Com "Hail to the Thief", o Radiohead redescobriu o som visceral e insubstituível de músicos tocando juntos em tempo real. A banda percorreu o mundo em 2000 e 2001, fazendo concertos nos quais, sem dificuldade, retomou suas canções recentes das máquinas. Em 2001, lançou um EP gravado ao vivo, "I Might Be Wrong". E, em muitas de suas novas canções, o Radiohead deixa o som da banda em funcionamento rasgar caminho em meio a estruturas tão corretamente montadas.
A canção de abertura do álbum, "2+2=5", mapeia a nova trajetória do Radiohead ao incluir uma introdução e quatro seções distintas em três minutos de som.
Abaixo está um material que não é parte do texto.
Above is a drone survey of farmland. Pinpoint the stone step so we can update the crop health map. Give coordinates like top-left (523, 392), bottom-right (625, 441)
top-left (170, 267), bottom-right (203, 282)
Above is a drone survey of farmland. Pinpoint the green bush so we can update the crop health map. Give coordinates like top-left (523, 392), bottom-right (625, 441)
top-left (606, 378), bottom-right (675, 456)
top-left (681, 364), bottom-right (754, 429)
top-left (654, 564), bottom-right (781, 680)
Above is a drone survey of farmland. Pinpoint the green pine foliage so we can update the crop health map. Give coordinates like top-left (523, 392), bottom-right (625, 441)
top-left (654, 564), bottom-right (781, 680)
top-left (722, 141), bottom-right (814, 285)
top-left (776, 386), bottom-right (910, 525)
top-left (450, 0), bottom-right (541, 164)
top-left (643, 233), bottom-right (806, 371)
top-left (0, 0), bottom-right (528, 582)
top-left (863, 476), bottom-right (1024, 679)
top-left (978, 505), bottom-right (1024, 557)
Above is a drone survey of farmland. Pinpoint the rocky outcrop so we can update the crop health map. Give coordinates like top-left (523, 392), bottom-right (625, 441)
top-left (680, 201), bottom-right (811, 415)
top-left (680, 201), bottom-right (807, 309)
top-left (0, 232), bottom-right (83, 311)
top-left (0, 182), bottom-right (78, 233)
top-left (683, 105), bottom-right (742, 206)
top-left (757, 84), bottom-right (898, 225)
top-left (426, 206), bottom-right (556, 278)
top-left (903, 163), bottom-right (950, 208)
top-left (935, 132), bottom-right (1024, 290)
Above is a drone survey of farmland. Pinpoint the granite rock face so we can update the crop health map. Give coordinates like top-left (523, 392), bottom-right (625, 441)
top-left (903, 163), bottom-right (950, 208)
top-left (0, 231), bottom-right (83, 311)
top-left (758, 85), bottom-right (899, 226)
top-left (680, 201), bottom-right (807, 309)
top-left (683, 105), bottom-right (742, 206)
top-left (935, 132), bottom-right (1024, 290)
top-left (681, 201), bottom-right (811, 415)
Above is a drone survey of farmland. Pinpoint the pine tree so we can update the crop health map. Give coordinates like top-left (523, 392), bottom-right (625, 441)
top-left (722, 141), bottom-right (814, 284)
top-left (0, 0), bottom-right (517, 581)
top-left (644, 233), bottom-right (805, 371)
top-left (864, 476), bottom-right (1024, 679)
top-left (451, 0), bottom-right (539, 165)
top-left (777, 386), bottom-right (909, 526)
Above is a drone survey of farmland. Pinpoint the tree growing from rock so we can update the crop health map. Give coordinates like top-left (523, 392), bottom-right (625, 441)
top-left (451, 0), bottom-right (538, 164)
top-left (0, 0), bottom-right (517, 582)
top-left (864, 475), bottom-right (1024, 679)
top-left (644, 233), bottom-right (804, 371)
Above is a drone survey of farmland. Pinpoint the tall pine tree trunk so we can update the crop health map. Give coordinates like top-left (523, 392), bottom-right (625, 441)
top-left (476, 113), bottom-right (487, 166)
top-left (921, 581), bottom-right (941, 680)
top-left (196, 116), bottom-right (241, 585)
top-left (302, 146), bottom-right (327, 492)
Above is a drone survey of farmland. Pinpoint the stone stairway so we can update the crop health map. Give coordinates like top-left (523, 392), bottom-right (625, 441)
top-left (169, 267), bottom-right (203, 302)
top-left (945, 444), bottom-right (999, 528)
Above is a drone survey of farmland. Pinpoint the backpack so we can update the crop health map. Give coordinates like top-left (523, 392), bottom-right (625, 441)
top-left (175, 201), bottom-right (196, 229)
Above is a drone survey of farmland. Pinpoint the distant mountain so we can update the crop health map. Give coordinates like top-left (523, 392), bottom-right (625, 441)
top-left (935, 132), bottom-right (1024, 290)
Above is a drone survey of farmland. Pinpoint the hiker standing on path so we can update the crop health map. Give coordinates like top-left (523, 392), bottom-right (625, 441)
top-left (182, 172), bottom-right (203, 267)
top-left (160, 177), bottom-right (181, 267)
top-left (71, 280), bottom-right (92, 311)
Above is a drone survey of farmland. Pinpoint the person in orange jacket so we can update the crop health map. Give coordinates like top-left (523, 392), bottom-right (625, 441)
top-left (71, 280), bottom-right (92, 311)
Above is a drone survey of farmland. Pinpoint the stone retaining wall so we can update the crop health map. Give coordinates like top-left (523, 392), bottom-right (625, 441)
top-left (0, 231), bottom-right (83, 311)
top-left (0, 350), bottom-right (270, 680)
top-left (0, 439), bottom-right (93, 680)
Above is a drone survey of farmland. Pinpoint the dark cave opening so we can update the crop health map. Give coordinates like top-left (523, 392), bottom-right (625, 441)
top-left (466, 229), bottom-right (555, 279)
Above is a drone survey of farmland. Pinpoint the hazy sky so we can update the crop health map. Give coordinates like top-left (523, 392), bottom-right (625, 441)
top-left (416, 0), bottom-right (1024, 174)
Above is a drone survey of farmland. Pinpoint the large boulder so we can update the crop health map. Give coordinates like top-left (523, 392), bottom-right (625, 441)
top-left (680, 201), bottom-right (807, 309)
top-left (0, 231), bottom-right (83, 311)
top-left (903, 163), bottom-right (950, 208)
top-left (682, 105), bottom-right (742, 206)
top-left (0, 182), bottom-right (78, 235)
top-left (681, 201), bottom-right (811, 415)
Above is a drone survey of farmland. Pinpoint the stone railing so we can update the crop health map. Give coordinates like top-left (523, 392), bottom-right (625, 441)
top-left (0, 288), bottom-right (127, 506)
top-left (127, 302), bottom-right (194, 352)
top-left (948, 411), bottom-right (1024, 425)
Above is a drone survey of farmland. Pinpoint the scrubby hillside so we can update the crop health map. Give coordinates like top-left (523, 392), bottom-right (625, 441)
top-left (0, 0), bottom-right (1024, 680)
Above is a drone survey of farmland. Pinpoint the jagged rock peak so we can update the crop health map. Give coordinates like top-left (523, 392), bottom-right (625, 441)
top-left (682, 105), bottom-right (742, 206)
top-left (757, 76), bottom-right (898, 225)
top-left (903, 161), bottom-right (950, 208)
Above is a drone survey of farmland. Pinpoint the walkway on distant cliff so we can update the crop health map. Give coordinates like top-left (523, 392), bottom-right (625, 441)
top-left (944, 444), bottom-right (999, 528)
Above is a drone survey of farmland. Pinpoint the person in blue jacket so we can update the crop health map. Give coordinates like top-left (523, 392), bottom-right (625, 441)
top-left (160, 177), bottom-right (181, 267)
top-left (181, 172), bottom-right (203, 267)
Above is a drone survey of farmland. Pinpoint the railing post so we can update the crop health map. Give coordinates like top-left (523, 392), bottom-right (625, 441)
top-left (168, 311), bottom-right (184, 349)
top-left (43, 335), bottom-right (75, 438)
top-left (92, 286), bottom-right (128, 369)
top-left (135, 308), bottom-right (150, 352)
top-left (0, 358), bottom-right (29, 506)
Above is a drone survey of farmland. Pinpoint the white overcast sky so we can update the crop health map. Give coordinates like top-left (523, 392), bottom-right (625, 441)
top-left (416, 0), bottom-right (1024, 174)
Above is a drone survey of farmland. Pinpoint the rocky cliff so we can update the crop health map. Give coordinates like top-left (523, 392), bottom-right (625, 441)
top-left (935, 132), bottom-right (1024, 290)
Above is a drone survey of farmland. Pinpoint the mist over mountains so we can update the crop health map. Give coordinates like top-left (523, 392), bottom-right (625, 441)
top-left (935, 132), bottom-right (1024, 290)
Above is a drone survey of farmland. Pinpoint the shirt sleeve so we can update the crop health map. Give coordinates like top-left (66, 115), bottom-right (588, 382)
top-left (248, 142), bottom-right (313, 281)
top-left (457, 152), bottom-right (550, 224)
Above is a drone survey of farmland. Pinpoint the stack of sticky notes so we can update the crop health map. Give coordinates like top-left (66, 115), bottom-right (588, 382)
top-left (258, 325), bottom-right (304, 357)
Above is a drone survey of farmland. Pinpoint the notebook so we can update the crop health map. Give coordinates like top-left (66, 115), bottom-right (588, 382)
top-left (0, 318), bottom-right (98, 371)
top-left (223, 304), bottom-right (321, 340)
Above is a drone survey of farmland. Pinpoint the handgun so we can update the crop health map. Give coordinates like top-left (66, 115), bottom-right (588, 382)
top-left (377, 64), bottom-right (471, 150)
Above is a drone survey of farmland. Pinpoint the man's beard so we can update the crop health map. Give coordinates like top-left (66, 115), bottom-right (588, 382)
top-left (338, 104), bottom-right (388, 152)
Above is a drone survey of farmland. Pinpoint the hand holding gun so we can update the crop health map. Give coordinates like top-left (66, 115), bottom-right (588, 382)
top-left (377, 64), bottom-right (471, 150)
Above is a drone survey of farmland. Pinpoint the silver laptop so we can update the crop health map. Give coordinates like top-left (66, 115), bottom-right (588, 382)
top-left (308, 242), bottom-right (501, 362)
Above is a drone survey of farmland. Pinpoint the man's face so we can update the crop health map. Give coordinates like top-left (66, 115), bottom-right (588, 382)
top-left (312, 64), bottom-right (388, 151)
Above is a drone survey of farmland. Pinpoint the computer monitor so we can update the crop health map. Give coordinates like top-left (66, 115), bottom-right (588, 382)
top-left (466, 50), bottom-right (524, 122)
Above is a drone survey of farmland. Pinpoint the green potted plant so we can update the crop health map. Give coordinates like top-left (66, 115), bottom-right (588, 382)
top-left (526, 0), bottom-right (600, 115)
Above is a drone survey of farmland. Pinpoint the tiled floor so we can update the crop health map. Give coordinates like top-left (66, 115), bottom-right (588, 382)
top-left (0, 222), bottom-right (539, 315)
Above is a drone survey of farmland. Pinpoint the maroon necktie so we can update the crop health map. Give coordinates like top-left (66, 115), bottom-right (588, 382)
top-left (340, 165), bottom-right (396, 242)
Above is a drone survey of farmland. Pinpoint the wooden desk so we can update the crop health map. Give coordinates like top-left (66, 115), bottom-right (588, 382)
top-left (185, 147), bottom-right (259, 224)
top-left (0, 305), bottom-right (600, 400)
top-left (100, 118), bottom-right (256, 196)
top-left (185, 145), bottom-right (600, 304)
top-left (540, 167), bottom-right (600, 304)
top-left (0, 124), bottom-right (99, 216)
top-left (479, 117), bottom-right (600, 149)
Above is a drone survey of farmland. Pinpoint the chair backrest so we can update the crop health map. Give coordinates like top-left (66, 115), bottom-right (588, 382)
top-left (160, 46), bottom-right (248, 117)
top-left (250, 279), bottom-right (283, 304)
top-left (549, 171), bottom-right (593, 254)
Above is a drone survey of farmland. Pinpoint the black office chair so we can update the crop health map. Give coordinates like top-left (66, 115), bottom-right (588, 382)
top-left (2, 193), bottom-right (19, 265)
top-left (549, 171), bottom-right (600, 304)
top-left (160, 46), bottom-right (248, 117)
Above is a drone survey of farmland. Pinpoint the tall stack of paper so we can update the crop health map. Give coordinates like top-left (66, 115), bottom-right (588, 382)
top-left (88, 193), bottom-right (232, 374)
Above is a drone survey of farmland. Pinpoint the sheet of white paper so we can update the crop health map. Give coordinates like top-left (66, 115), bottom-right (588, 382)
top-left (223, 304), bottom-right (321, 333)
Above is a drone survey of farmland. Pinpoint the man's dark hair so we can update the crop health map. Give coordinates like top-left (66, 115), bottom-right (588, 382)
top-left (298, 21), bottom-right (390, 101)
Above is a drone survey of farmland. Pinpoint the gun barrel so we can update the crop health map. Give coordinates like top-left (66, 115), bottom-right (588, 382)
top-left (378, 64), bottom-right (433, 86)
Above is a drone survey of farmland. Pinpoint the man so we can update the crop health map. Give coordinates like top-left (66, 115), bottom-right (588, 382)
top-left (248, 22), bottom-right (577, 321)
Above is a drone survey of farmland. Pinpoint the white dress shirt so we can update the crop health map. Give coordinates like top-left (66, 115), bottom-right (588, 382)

Em todo o álbum, a chegada da banda completa, ao vivo (ou sua simulação), é ao mesmo tempo uma emoção e uma dose de realismo: o depoimento dado pelo Radiohead de que não é possível refugiar-se no isolamento.
À medida que vão entrando mais guitarras e que a batida se aprofunda, a banda parece saltar do estúdio para a garagem, e Yorke uiva: "Somos acidentes esperando para acontecer". As coisas podem andar mal no mundo externo, mas, quando se conta com os colaboradores certos, alguns acidentes de sorte valem o risco.